Le asestaron muchos golpes en la cabeza, golpes como para
matarla. Su hijito se aferraba a ella, sin gritar, sin decir palabra. Ya no
lloraba siquiera.
Una noche que no tenía fin. Al alba, la señora Scháchter se
había calmado. Acurrucada en su rincón, con la mirada atontada o escrutando el
vacío, ya ni nos veía.
Durante todo el día permaneció así, muda, ausente, aislada
de todos. Al caer la noche, volvió a aullar: «¡Ahí, el incendio!». Señalaba un
punto en el espacio, siempre el mismo. La gente se había cansado de darle
golpes. El calor, la sed, los olores pestilentes, la falta de aire nos
ahogaban, pero todo eso no era nada comparado con esos gritos desgarradores. Unos
días más y nos habríamos puesto a aullar también.
Pero llegamos a una estación. Los que estaban cerca de las
ventanas nos dieron el nombre de la estación:
—Auschwitz.
Nadie había oído jamás ese nombre.
El tren no siguió. La tarde pasó lentamente. Luego se
descorrieron las puertas del vagón. Dos hombres podían bajar para buscar agua.
Cuando volvieron, relataron que habían podido enterarse, a
cambio de un reloj de oro, que era el punto terminal. Iban a hacernos bajar.
Había un campo de trabajo. En buenas condiciones. Las familias no serían
desmembradas.
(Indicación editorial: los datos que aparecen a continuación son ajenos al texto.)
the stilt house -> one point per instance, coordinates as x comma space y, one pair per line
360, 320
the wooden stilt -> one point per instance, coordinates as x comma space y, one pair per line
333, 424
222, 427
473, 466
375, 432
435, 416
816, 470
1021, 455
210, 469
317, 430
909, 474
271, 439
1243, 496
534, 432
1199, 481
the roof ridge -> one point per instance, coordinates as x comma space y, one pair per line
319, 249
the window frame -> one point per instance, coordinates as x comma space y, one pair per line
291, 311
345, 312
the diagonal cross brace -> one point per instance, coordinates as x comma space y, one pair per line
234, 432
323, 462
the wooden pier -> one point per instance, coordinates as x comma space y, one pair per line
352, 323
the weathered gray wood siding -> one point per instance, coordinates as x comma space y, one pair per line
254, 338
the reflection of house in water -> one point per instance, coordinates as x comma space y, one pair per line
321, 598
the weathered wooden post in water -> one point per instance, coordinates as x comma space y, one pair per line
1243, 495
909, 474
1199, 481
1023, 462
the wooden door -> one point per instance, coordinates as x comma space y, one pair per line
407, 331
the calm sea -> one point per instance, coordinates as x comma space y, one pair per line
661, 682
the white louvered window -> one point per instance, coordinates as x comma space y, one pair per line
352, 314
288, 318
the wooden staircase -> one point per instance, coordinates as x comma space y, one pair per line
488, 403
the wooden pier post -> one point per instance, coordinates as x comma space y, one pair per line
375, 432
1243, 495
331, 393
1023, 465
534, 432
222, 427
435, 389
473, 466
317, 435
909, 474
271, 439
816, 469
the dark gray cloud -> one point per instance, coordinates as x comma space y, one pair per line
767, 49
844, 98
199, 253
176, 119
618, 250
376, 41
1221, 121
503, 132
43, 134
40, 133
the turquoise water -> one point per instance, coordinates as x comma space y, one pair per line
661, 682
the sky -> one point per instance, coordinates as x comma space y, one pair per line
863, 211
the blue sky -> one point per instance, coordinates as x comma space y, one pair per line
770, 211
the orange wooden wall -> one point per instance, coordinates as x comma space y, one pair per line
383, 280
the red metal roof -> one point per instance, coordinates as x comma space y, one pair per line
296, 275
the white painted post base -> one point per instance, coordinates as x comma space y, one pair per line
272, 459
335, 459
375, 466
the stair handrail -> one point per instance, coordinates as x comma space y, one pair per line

Solo los jóvenes irían a trabajar a las fábricas. Los ancianos y
los enfermos serían ocupados en los campos.
El barómetro de la confianza dio un salto. Era la súbita
liberación de todos los terrores de las noches precedentes. Dieron gracias a
Dios.
La señora permanecía en su rincón, retorciéndose, muda,
indiferente a la confianza general. Su pequeño le acariciaba la mano.
El crepúsculo comenzó a invadir el vagón. Nos pusimos a
comer nuestras provisiones. A las diez de la noche, cada uno buscó una posición
conveniente para dormitar y poco después todo el mundo dormía. De pronto:
—¡Fuego! ¡El incendio! ¡Mírenlo!…
Despertando sobresaltados, nos precipitamos a la ventana.
Esta vez nuevamente, aunque fuera por un instante, le habíamos dado crédito.
Pero afuera solo se veía la noche oscura. Volvimos a nuestro sitio, con la
vergüenza en el alma, pero a pesar de todo atormentados por el miedo. Como ella
continuara aullando, volvimos a castigarla y con gran dificultad conseguimos
hacerla callar.
El responsable de nuestro vagón llamó a un oficial alemán
que se paseaba por el andén y le pidió que trasladaran a la enferma al
vagón-hospital.
—Paciencia —respondió el otro—, paciencia. Pronto la
trasladarán.
Alrededor de las once el tren volvió a ponerse en
movimiento. Todos se apretujaron contra las ventanas. El convoy avanzaba
lentamente. Un cuarto de hora más tarde, de nuevo aminoró la marcha.
Desde las ventanas se divisaban alambradas de púas;
comprendimos que debía de ser el campo.
Habíamos olvidado la existencia de la señora Schächter. De
pronto, oímos un aullido terrible:
—¡Judíos, miren! ¡Miren ese fuego! ¡Miren esas llamas!
Y como el tren se había detenido, esta vez, en el cielo
negro, vimos las llamas que salían de una alta chimenea.
Hasta la señora Schächter se había callado. Muda,
indiferente, ausente, había vuelto a su rincón.
Miramos las llamas en la oscuridad. Un olor abominable
flotaba en el aire. De pronto, las puertas se abrieron. Unos curiosos
personajes, vestidos con chaquetas rayadas y pantalones negros, saltaron a los
vagones. En sus manos, una lámpara eléctrica y un bastón. Empezaron a golpear a
diestra y siniestra, antes de gritar:
—¡A bajar todo el mundo! ¡Dejen el vagón! ¡Rápido!
Saltamos afuera. Dirigí una postrera mirada a la señora
Schächter.
Su hijito la tenía de la mano.
Ante nosotros, esas llamas. En el aire, ese olor a carne
quemada. Debía de ser medianoche. Habíamos llegado. A Birkenau.
Elie Wiesel. La
noche. Traducción de Fina Warschaver. Austral.